- Flag Coat of arms
- Interactive map of Gmina Secemin
- Coordinates (Secemin): 50°46′4″N 19°50′18″E﻿ / ﻿50.76778°N 19.83833°E
- Country: Poland
- Voivodeship: Świętokrzyskie
- County: Włoszczowa
- Seat: Secemin

Area
- • Total: 164.13 km^{2} (63.37 sq mi)

Population (2016)
- • Total: 4,873
- • Density: 29.69/km^{2} (76.90/sq mi)
- Postal code: 29-145
- Area code: +48 34
- Car plates: TLW
- Website: http://www.ug-secemin.init.pl

= Gmina Secemin =

Gmina Secemin is a rural gmina (administrative district) in Włoszczowa County, Świętokrzyskie Voivodeship, in south-central Poland.

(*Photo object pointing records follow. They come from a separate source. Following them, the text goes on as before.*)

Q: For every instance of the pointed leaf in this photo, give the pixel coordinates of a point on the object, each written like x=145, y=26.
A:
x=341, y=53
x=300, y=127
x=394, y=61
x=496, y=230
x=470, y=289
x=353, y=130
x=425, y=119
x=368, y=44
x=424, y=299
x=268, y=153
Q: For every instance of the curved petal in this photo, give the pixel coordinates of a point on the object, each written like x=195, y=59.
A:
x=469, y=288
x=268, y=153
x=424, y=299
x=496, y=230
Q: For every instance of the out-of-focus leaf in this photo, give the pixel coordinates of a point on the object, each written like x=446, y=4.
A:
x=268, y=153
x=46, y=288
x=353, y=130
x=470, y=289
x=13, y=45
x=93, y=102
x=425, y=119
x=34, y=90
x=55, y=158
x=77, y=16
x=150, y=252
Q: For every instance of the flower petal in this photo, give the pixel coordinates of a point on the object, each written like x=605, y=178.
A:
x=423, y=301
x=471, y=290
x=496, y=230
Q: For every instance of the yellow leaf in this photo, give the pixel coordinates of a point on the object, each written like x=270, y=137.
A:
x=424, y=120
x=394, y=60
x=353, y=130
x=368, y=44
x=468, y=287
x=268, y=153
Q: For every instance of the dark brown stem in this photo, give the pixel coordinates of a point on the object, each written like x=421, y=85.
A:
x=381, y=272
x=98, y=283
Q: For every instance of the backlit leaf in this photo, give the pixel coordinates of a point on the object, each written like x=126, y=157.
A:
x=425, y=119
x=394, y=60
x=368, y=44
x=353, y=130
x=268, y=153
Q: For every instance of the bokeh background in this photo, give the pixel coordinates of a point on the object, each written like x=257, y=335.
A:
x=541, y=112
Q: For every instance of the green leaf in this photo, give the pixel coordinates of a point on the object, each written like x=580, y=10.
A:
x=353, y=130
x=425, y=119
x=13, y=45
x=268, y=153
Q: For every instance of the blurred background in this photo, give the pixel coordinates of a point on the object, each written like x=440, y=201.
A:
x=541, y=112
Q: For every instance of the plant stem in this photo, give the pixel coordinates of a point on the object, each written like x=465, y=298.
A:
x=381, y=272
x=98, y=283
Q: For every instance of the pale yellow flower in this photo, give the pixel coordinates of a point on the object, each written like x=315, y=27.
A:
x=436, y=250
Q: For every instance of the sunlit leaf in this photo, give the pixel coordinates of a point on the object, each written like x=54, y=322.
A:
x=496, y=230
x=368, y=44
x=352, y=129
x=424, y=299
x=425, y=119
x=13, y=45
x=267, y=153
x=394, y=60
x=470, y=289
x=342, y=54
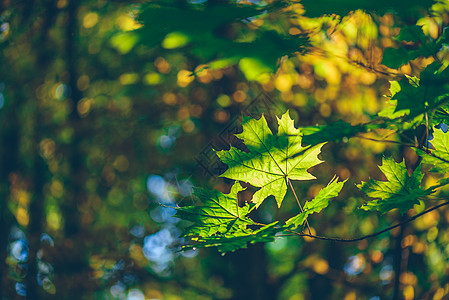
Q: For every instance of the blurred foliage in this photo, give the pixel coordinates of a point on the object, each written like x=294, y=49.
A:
x=110, y=108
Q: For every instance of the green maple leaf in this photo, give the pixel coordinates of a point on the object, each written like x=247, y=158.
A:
x=210, y=32
x=219, y=214
x=239, y=239
x=394, y=58
x=401, y=191
x=439, y=157
x=272, y=160
x=318, y=203
x=336, y=131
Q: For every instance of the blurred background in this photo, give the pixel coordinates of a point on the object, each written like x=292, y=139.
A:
x=109, y=109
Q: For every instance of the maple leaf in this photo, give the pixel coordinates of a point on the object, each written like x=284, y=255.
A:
x=318, y=203
x=271, y=160
x=439, y=157
x=220, y=213
x=336, y=131
x=401, y=191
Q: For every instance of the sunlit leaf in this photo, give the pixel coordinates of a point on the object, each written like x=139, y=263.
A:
x=272, y=160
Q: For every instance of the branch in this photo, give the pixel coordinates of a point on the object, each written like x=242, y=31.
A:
x=369, y=235
x=297, y=200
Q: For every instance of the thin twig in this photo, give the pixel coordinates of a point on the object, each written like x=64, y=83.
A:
x=299, y=203
x=369, y=235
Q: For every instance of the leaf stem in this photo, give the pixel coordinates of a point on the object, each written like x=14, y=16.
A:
x=299, y=203
x=369, y=235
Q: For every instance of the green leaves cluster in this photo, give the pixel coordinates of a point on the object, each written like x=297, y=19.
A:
x=275, y=159
x=272, y=162
x=212, y=32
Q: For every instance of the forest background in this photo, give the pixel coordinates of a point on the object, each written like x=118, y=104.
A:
x=109, y=112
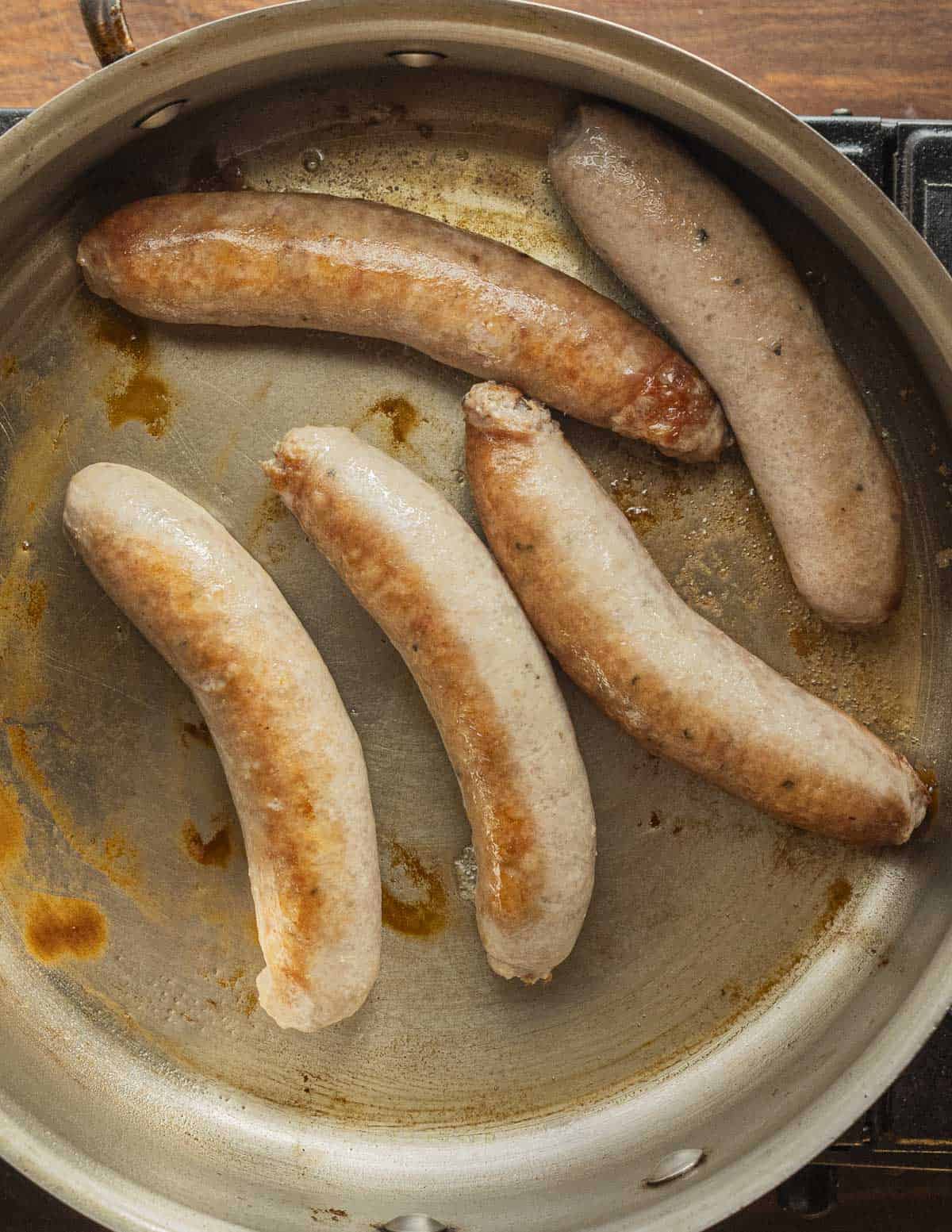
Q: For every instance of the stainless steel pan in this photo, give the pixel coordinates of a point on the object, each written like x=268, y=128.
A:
x=739, y=989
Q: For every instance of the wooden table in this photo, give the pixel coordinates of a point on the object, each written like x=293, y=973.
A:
x=876, y=57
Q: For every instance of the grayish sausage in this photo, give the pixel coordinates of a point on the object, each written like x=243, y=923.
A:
x=716, y=280
x=677, y=683
x=292, y=758
x=360, y=267
x=432, y=585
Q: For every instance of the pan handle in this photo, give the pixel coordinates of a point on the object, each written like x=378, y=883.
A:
x=107, y=31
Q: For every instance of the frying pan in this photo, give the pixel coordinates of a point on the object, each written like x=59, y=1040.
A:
x=740, y=991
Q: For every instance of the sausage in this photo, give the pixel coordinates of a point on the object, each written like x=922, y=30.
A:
x=678, y=684
x=432, y=585
x=290, y=752
x=715, y=278
x=360, y=267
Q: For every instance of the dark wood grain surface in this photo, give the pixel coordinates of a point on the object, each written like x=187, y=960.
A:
x=876, y=57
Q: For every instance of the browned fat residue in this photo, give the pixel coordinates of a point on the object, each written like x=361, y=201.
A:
x=647, y=508
x=806, y=639
x=140, y=394
x=929, y=779
x=64, y=928
x=678, y=397
x=839, y=893
x=401, y=416
x=231, y=981
x=36, y=601
x=198, y=732
x=269, y=512
x=11, y=827
x=60, y=432
x=113, y=855
x=424, y=915
x=24, y=757
x=214, y=851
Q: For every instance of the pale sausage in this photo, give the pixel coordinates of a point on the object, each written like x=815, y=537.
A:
x=290, y=752
x=715, y=278
x=681, y=688
x=360, y=267
x=432, y=585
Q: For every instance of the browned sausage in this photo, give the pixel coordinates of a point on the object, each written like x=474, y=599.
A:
x=435, y=590
x=360, y=267
x=677, y=683
x=711, y=274
x=292, y=758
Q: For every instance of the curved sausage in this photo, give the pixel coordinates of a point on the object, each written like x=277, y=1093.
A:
x=716, y=280
x=360, y=267
x=292, y=758
x=675, y=683
x=432, y=585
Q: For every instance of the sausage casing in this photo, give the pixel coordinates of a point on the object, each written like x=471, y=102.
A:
x=678, y=684
x=290, y=752
x=432, y=585
x=713, y=278
x=360, y=267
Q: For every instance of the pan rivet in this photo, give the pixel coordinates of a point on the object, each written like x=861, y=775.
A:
x=414, y=1223
x=162, y=115
x=418, y=59
x=679, y=1163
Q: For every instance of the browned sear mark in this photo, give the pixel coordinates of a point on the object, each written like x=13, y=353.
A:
x=806, y=639
x=143, y=396
x=36, y=601
x=198, y=732
x=927, y=775
x=401, y=416
x=64, y=928
x=11, y=827
x=426, y=915
x=212, y=853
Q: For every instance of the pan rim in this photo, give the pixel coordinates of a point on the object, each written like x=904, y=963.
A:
x=793, y=152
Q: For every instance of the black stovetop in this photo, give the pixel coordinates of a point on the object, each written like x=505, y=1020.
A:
x=892, y=1171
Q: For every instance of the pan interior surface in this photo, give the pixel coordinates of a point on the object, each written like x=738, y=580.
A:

Its seat is the village of Secemin, which lies approximately 14 km south-west of Włoszczowa and 57 km west of the regional capital Kielce.

The gmina covers an area of 164.13 km2, and as of 2006 its total population is 5,171.

==Villages==
Gmina Secemin contains the villages and settlements of Bichniów, Brzozowa, Celiny, Czaryż, Dąbie, Daleszec, Gabrielów, Gródek, Kluczyce, Krzepice, Krzepin, Kuczków, Lipiny, Maleniec, Marchocice, Międzylesie, Miny, Nadolnik, Osiny, Papiernia, Pniaki, Psary, Psary-Kolonia, Ropocice, Secemin, Wałkonowy Dolne, Wałkonowy Górne, Wincentów, Wola Czaryska, Wola Kuczkowska, Wolica, Zakrzów, Żelisławice, Żelisławiczki and Zwlecza.

==Neighbouring gminas==
Gmina Secemin is bordered by the gminas of Koniecpol, Radków, Szczekociny and Włoszczowa.